ESG-oriented investing (Environment/Social/Governance) is a key market-oriented mechanism for using the financial system to assess material risk around generally agreed upon societal goals that go beyond profit-maximization. Environmental goals can include such factors as carbon emissions and water usage. Social goals can include diversity, labor standards, and data protection. Governance goals can include executive compensation and board composition.
Assessing the ESG-related performance of a company or country is an extremely data-intensive enterprise. Investors usually end up relying on one of a number of different companies that provide ESG ratings (also called scores or assessments), such as Sustainalytics (a Morningstar subsidiary) and MSCI (listed on the S&P 500). Parent companies of credit rating agencies (CRA) have also moved into the business of providing ESG scores, even as the credit rating agency arms of those companies increasingly incorporate ESG considerations into their credit ratings with greater transparency and consistency.
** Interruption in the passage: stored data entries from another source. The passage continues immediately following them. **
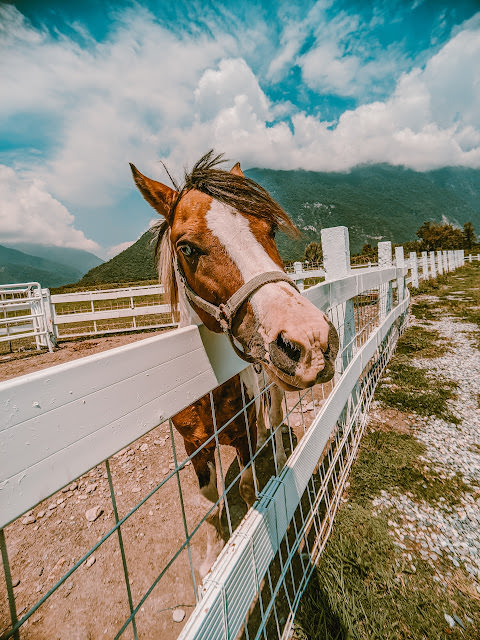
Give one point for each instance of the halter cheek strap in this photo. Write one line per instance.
(225, 313)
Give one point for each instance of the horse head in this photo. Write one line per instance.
(222, 239)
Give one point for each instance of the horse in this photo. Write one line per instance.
(217, 258)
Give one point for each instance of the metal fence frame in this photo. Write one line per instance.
(110, 399)
(32, 323)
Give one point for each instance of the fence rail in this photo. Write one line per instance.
(59, 423)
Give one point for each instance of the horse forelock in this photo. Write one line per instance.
(237, 191)
(164, 261)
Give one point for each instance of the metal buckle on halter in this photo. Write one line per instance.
(224, 317)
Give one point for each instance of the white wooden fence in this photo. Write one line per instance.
(58, 423)
(51, 318)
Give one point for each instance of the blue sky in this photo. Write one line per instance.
(88, 86)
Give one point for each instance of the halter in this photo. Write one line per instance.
(225, 312)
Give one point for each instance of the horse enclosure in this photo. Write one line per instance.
(68, 436)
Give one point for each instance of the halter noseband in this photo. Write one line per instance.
(225, 312)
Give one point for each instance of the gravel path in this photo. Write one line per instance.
(449, 532)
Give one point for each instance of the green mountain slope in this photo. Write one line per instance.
(16, 266)
(131, 265)
(378, 202)
(77, 259)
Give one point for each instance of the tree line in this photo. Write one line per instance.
(432, 236)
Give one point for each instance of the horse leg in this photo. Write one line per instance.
(252, 385)
(276, 419)
(247, 483)
(204, 465)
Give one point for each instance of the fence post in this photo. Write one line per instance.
(424, 265)
(439, 263)
(386, 293)
(445, 261)
(414, 268)
(336, 262)
(400, 263)
(433, 270)
(298, 268)
(50, 326)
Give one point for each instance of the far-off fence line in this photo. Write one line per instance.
(28, 311)
(89, 416)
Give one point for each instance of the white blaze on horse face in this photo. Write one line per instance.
(233, 231)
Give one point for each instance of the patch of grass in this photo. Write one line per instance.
(365, 590)
(392, 461)
(423, 310)
(421, 342)
(410, 388)
(430, 287)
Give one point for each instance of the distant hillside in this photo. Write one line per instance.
(377, 202)
(17, 266)
(131, 265)
(81, 261)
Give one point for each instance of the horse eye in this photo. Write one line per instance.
(186, 249)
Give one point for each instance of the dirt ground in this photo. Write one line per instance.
(29, 359)
(47, 541)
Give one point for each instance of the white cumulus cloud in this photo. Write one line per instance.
(28, 213)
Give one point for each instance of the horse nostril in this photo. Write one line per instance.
(290, 349)
(284, 354)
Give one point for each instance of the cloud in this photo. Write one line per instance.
(28, 213)
(147, 93)
(118, 248)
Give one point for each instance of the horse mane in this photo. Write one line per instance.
(239, 192)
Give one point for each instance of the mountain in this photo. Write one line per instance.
(131, 265)
(376, 202)
(81, 261)
(17, 266)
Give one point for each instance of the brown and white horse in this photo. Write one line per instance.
(217, 256)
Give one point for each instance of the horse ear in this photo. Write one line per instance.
(158, 195)
(236, 170)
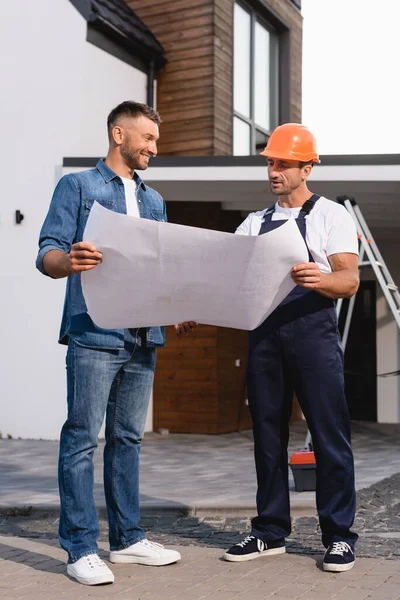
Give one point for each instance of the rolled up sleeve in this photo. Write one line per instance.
(60, 226)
Considering how new the practice of non-financial evaluations is, ESG ratings from different firms often give very different results, depending on which measures are factored into the scoring process and how they are prioritized. One study suggested only a 31% correlation between ESG ratings produced by Sustainalytics and MSCI. While divergence of views can often be healthy, this degree of difference suggests a lack of shared data and a lack of agreement about the key drivers of ESG risk. By comparison the credit ratings market — another example of an “information market” — has had much more time to agree on many drivers of credit risk.
We applaud the recent proposal by the SEC to require more disclosure by public companies of climate-related risks. That is a good step that will provide investors with more information, help improve the ESG ratings process, and lead to more robust ESG ratings. We will also be able to better determine the connection between ESG ratings and financial performance.
The SEC is also looking at the potential for conflicts in this new area. The agency’s 2022 staff report on Nationally Recognized Statistical Ratings Organizations (NRSRO) raised questions about credit ratings produced by NRSROs, particularly those with ESG affiliates. The report noted that:
….in incorporating ESG factors into ratings determinations, NRSROs may not adhere to their methodologies or policies and procedures, consistently apply ESG factors, make adequate disclosure regarding the use of ESG factors applied in rating actions, or maintain effective internal controls involving the use in ratings of ESG-related data from affiliates or unaffiliated third parties. The Staff also identified the potential risk for conflicts of interest if an NRSRO offers ratings and non-ratings ESG products and services
The SEC was doing its job by raising these questions of methodology and potential conflicts as part of its regulatory oversight. Notably, the inspections did not produce any evidence of actual problems. Yet these concerns can easily be overstated, as they were in recent articles by the Wall Street Journal and Responsible Investor. It’s important to note that such issues of conflicts of interest and consistent application of methodologies arise in any market for information. In a data-driven world, companies that use data to provide third-party assessments of products, services, and other companies will always be under pressure to modify their assessments by those being assessed or with something to gain from the assessment. As I wrote in a January 2021 policy brief, available on the Progressive Policy Institute website:
In every part of the economy, the Information Age has made an exponentially increasing amount of data available to everyone. The difficult problem is extracting useful signals from the noise, especially when some market participants are actively taking advantage of opportunities to manipulate data, or to create false signals.
The key is to develop a set of processes and incentives that help manage new conflicts of interest. That’s certainly not an insurmountable problem, as the credit ratings agencies have shown. Indeed, credit rating agencies are known for their ability to apply their methodologies in a consistent and transparent fashion. In fact, that’s the essence of their business model. As I wrote in the policy brief:
The agencies assess the creditworthiness of the bonds according to published and detailed methodologies. In fact, there is literally nowhere else in the private sector that gives this level of transparency into the intellectual property of an organization, or that so rigorously documents their internal methodology for making decisions (imagine a newspaper committing itself publicly for how it chooses stories or does reporting, including reporting on advertisers).
True, the credit rating agencies came under criticism for their role in the 2008-2009 financial crisis. But the aftermath of the crisis, SEC oversight of CRAs was greatly increased. As Jessica Kane, then director of the SEC’s Office of Credit Ratings, noted in a 2020 speech: “In the span of 15 years, the credit rating industry has gone from being largely unregulated to being subject to a robust disclosure and examination regulatory regime.” As a result, the CRAs consistently produce strong signals that are useful for market participants. ESG ratings firms should strive to do the same.